The corrosion or oxidation of plutonium does not always occur in a
linear or predictable manner. The oxidation rate is a complex
function of the surrounding atmosphere, the moisture content, and
the alloys or impurities present in the metallic plutonium.4
Ignition Temperatures and Pyrophoricity of Plutonium, Its
Alloys, and Its Compounds
Plutonium and some of its alloys and compounds are pyrophoric.
Pyrophoric material is a liquid or solid that, even in small
quantities and without an external ignition source, can ignite within
5 minutes after coming in contact with air (NFPA Fire Protection
Handbook).
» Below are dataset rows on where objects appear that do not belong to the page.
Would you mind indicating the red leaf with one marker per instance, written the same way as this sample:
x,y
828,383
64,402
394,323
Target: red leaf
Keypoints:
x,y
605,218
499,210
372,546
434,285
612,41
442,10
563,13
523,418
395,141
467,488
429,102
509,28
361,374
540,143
Pyrophoric plutonium metal has been defined as "that
metal which will ignite spontaneously in air at a temperature of
150°C (320°F) or below in the absence of external heat, shock, or
friction" (Stakebake, 1992).5 Finely divided plutonium metal would
be considered pyrophoric while massive plutonium would be
nonpyrophoric. Martz et al. (1994) has proposed a mechanism for
plutonium pyrophoricity that predicts the ignition temperature as a
function of surface mass ratio and particle size. The most
numerous forms of pyrophoric plutonium are chips, lathe turnings,
and casting crucible skulls. Plutonium hydride and sesquioxide
(Pu2O3) are probably the most commonly occurring pyrophoric
compounds. Plutonium carbide, oxycarbide, nitride, and oxide
phases with compositions between the sesquioxide and dioxide are
potentially pyrophoric. Known pyrophoric alloys include Pu-U and
Pu-Ce, Waber (1967) summarized much of the early work on
plutonium corrosion and oxidation and is a good source for
identifying other pryophoric alloys.
See Wick (1967), Coffinberry and Miner (1961), and Kay and Waldron (1966) for details on the oxidation of unalloyed plutonium
and the stabilized alloy of plutonium.
Also in DOE/DP-0123T, Assessment of Plutonium Storage Safety Issues at Department of Energy Facilities (DOE, 1994a).